Long story short, I’m sure a therapist could have a field day peeling away all the weird layers they would find there, assuming my father would ever open himself to that possibility.  (He won’t.  I’ve lobbied him aggressively to try.)

Given that history… it’s really hard for me to totally buy any time my dad says he’s too sick to do something.  And since this weekend meant coming here with his girlfriend and staying with us in our house (foreign territory), then going over to my in-laws’ house for a small party (even more foreign territory, coupled with the possibility of not having bought the BEST GIFT EVER), well, it was a situation ripe for an attempt at playing hookey.

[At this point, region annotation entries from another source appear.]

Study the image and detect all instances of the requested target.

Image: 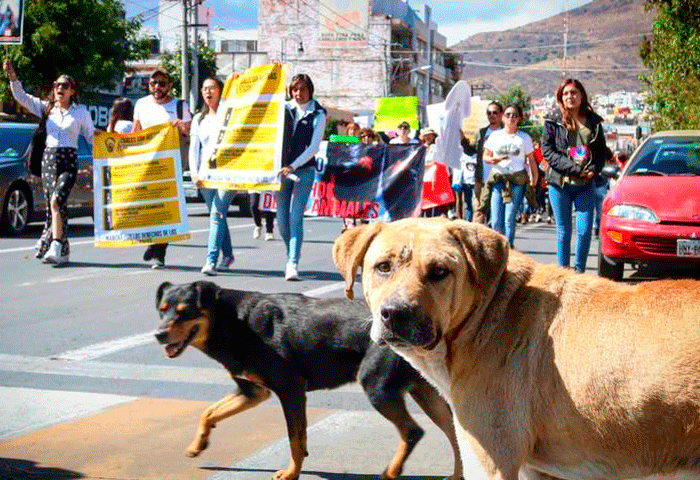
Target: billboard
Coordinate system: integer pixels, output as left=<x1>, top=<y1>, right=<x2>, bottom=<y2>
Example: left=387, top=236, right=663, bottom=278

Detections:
left=318, top=0, right=369, bottom=48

I don’t doubt he actually was sick.  I’m sure he had at least a sniffle or a scratchy throat.  When I called him yesterday evening to see how he was feeling, though, I caught him at the mall with his girlfriend; they had just gone out to dinner.  And he hadn’t had to miss any days of work with this bout of avian flu or whatever he thinks he had.   I’m really not at a point anymore where this surprises me, or even disappoints me much.  And maybe he was/is sicker than I’m imagining.  But he’s been the boy who cried wolf my whole life, so it’s hard to assume the best when it’s probably not the case.

Despite Dad’s shenanigans, we had a nice evening.  My in-laws made a lovely dinner and I supplied a from-scratch carrot cake with cream cheese frosting that was sinfully delicious – even though in my quest to drop what is now 34 of the 37 extra pounds I started with (thank you very much) I subbed some Splenda for part of the sugar, some wheat flour for part of the white flour, and some applesauce for some of the oil required.   According to the recipe builder on the Weight Watchers website, the changes shaved 4 points (about 200 calories) off each slice of cake.

Jake got a couple toys, some beach/pool stuff for our trip to Aruba in April, and a smattering of clothes.  And he loves cream cheese frosting, but only if you let him operate the spoon himself.


One response to “Boy who cried wolf

  1. Having grown up with a bipolar Mom with some borderline personality disorder tendencies (albeit with some different manifestations that your Dad’s), I hear you.

    I’m glad Jake had a nice party, and I definitely want your recipe for the lower-calorie carrot cake and cream cheese frosting!